University of Nevada, Reno has hired Most Tahera Naznin and Md Sazan Rahman in two newly created urban agriculture positions based in southern Nevada. Together they aim to help increase sustainability and food security through indoor and outdoor horticulture, controlled-environment agriculture, food-security education, hydroponics systems and more. The positions were added by the University’s College of Agriculture, Biotechnology & Natural Resources, as part of the College’s Extension and Experiment Station units, which conduct outreach, engagement and research throughout the state.
Most Tahera Naznin
Naznin will serve as the new associate professor of urban indoor agriculture, and has a bachelor’s degree in agriculture, master’s degrees in food chemistry and horticulture, and a Ph.D. in environmental horticulture.
Climate-smart urban and controlled-environment agriculture systems, such as greenhouses, indoor vertical farming, shipping container farming and high tunnels, and outdoor farming are the focus of Naznin’s research and interests. She aims to maximize year-round greenhouse, hydroponic and aquaponic crop production by focusing on the impact of environmental factors, irrigation, plant nutrition and other factors.
With this knowledge and research, Naznin hopes to enhance agriculture production and crop quality, especially health-beneficial phytochemicals and antioxidants. This would help increase customer satisfaction and producer profitability and sustainability.
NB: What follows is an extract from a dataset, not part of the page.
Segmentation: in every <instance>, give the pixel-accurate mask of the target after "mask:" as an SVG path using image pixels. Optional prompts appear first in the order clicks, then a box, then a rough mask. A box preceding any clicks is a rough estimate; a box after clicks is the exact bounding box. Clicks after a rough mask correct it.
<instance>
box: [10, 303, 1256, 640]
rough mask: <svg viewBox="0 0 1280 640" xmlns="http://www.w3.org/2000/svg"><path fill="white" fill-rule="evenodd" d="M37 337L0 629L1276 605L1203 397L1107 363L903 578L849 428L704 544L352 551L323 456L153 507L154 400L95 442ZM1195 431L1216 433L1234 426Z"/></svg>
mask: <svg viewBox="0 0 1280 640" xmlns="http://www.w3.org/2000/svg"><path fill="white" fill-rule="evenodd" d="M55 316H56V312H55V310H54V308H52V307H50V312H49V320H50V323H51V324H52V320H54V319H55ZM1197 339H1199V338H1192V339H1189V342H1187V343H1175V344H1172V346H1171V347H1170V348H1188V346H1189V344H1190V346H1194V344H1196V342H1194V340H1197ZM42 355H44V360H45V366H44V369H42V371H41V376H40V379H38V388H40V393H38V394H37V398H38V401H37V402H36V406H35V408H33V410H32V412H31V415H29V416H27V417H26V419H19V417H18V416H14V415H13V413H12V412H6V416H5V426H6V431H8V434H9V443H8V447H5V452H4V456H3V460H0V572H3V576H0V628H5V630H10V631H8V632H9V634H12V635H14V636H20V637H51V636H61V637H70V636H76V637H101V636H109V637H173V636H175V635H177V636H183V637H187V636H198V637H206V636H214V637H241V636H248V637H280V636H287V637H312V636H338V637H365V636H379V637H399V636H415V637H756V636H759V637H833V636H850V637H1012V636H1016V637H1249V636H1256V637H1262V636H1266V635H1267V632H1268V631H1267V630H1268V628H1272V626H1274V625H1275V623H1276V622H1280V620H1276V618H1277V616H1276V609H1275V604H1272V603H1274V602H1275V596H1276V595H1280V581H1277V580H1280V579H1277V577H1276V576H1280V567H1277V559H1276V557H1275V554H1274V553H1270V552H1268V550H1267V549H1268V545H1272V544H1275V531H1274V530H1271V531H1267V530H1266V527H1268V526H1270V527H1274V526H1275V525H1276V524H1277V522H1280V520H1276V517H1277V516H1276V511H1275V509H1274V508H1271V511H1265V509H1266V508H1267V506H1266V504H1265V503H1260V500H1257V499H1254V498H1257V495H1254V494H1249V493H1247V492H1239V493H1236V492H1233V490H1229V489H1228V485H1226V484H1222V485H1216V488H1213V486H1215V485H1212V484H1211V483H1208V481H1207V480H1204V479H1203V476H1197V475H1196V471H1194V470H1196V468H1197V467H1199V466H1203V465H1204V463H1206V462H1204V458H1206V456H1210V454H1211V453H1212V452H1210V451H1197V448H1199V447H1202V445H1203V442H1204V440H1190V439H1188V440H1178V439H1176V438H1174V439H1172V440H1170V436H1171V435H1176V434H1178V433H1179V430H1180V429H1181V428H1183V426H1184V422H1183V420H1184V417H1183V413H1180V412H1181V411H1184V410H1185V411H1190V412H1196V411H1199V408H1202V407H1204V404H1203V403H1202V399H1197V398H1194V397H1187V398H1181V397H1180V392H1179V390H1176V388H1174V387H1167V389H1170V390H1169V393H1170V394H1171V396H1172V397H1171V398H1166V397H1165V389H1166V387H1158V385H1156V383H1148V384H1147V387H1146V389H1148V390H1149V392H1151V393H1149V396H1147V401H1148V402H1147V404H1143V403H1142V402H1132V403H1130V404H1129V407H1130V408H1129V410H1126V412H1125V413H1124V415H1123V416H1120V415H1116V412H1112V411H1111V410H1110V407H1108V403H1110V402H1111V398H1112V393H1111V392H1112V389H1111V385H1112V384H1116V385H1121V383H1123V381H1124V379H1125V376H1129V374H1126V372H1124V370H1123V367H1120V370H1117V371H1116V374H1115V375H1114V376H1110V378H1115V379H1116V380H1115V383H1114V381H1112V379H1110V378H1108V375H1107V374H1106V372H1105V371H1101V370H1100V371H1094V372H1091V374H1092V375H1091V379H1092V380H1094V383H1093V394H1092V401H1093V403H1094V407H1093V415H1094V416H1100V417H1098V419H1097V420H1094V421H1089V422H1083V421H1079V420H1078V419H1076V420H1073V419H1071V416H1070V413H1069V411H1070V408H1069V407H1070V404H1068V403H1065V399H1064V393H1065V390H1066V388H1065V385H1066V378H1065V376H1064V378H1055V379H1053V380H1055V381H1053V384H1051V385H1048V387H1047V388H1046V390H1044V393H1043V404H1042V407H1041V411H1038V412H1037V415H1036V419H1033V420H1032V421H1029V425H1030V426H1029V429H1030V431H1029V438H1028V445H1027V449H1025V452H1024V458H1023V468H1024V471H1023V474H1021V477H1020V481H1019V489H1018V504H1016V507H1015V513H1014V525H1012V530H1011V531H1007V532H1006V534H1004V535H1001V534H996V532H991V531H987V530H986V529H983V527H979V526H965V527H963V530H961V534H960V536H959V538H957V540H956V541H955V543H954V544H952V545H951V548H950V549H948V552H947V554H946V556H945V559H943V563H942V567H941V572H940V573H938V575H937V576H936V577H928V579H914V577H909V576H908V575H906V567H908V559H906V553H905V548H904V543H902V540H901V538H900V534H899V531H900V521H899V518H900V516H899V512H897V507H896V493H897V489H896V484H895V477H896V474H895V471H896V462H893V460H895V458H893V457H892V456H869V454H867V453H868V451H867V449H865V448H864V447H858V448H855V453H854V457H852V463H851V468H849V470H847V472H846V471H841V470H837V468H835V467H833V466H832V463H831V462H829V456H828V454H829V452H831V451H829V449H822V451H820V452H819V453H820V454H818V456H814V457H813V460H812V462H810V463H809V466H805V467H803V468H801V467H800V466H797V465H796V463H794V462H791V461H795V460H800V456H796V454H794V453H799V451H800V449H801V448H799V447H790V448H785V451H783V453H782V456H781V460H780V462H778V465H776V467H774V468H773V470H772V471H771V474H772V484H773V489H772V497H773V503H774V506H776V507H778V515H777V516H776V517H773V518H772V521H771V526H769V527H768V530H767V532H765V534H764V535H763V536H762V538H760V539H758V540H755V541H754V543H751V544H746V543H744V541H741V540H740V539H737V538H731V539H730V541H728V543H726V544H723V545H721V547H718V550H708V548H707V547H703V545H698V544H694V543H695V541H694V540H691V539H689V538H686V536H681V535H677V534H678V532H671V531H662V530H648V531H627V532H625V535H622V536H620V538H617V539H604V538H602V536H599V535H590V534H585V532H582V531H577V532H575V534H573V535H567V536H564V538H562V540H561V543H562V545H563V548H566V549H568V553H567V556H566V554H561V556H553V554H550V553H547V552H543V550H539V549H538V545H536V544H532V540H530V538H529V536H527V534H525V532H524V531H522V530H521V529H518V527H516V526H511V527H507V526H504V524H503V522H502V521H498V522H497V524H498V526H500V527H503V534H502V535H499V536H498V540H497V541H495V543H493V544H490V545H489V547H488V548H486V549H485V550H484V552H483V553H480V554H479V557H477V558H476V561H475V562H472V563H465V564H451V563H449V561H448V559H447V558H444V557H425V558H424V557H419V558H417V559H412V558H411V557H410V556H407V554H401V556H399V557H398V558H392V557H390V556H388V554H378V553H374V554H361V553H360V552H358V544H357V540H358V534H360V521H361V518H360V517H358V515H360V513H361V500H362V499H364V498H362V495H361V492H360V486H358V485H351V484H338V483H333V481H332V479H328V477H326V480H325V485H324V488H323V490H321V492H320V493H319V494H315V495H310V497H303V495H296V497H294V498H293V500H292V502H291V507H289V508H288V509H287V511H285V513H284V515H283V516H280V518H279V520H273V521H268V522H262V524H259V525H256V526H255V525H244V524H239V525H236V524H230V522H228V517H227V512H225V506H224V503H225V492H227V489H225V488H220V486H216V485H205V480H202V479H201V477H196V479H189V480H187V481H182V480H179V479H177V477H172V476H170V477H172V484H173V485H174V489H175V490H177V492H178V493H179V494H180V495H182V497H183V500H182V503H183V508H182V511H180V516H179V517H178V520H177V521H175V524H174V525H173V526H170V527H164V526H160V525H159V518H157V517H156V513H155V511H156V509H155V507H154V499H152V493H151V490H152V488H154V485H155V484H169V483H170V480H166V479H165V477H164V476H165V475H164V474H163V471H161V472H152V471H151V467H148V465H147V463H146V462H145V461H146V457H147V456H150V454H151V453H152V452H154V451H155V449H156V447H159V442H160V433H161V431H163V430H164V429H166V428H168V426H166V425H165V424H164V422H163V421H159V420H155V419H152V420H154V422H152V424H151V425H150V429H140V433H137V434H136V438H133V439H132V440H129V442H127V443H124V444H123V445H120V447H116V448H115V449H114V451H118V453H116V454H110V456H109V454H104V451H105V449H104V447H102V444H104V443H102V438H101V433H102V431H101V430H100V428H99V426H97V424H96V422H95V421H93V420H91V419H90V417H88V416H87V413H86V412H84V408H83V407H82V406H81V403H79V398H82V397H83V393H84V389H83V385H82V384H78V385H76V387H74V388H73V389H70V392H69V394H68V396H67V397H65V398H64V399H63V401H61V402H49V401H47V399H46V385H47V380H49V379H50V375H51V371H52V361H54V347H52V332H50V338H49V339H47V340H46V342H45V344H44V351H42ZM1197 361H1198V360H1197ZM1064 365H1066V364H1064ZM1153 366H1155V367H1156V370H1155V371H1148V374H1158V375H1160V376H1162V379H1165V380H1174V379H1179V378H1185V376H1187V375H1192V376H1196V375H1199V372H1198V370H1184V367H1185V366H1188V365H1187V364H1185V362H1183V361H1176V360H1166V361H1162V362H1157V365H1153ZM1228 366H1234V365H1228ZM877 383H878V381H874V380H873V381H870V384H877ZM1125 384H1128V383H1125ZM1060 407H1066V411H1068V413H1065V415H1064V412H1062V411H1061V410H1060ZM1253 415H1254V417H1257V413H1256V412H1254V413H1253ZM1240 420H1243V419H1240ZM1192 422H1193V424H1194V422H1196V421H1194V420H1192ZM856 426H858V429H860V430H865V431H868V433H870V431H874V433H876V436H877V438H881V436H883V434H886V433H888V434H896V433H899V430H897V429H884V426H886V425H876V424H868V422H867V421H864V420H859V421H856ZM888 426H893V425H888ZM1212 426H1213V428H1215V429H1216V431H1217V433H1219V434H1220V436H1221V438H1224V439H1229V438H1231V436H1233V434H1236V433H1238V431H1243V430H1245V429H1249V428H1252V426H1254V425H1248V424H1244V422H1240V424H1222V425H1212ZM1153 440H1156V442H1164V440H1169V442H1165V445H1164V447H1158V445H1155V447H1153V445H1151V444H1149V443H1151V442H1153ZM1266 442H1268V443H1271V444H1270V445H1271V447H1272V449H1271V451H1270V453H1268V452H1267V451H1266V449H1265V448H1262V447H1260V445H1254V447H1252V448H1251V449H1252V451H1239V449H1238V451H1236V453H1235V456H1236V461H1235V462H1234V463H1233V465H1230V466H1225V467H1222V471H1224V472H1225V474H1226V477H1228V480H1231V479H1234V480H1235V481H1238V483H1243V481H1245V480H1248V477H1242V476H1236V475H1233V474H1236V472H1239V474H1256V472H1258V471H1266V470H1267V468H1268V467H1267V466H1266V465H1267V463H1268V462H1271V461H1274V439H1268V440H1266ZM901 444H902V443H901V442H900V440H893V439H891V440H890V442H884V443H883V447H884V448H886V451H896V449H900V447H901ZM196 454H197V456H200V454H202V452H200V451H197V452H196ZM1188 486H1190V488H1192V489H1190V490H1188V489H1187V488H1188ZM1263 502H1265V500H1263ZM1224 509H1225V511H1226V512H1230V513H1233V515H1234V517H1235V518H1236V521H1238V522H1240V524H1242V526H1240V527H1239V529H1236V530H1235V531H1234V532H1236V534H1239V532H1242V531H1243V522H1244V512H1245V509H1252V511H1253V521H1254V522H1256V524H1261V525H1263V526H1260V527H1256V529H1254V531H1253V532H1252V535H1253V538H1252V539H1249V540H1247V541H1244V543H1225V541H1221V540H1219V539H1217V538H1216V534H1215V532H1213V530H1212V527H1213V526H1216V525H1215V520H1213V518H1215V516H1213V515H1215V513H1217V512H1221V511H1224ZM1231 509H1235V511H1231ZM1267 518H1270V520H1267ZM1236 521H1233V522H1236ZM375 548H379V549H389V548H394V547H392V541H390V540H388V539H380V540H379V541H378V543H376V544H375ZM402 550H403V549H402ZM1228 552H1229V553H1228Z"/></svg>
“My goal is to provide urban outdoor and indoor producers with research-based knowledge to assist them in making sound management decisions,” Naznin said. “I'd like to collaborate with researchers and Extension educators in this field.”
Md Sazan Rahman
Rahman will serve as assistant professor and urban agriculture Extension specialist, and has a bachelor’s degree in mechanical engineering, a master’s degree in mechanical engineering and a Ph.D. in bioresource engineering.
His research focuses on increasing the yield and quality of indoor agricultural products using minimum resources while reducing environmental degradation with a minimal carbon footprint, by applying renewable and sustainable techniques in a controlled environment.
Rahman plans to expand hydroponic systems and other renewable indoor agricultural techniques and involve Extension and the community through education courses and training. As a part of this expansion, he will also collaborate with high-tech and growing industries to optimize commercial indoor agricultural production systems.
“I want to help motivate the community to make their own horticulture systems and grow their own food,” Rahman said. “We do our research for the community, so they can receive the maximum benefit of growing their own food and receiving proper nutrition.”
Going forward, Naznin and Rahman will be providing horticulture research and education to not only Extension and its Master Gardeners, but also to community members of all ages. With their knowledge, techniques and resources, Extension aims to help improve the urban agriculture system, increasing food security, improving agricultural production and food value, and creating an effective indoor controlled growing environment.
"We are excited to have them both on board and moving into all aspects of controlled-environment agriculture in the urban environment, both in research and application," Eric Killian, Extension’s southern area director, said.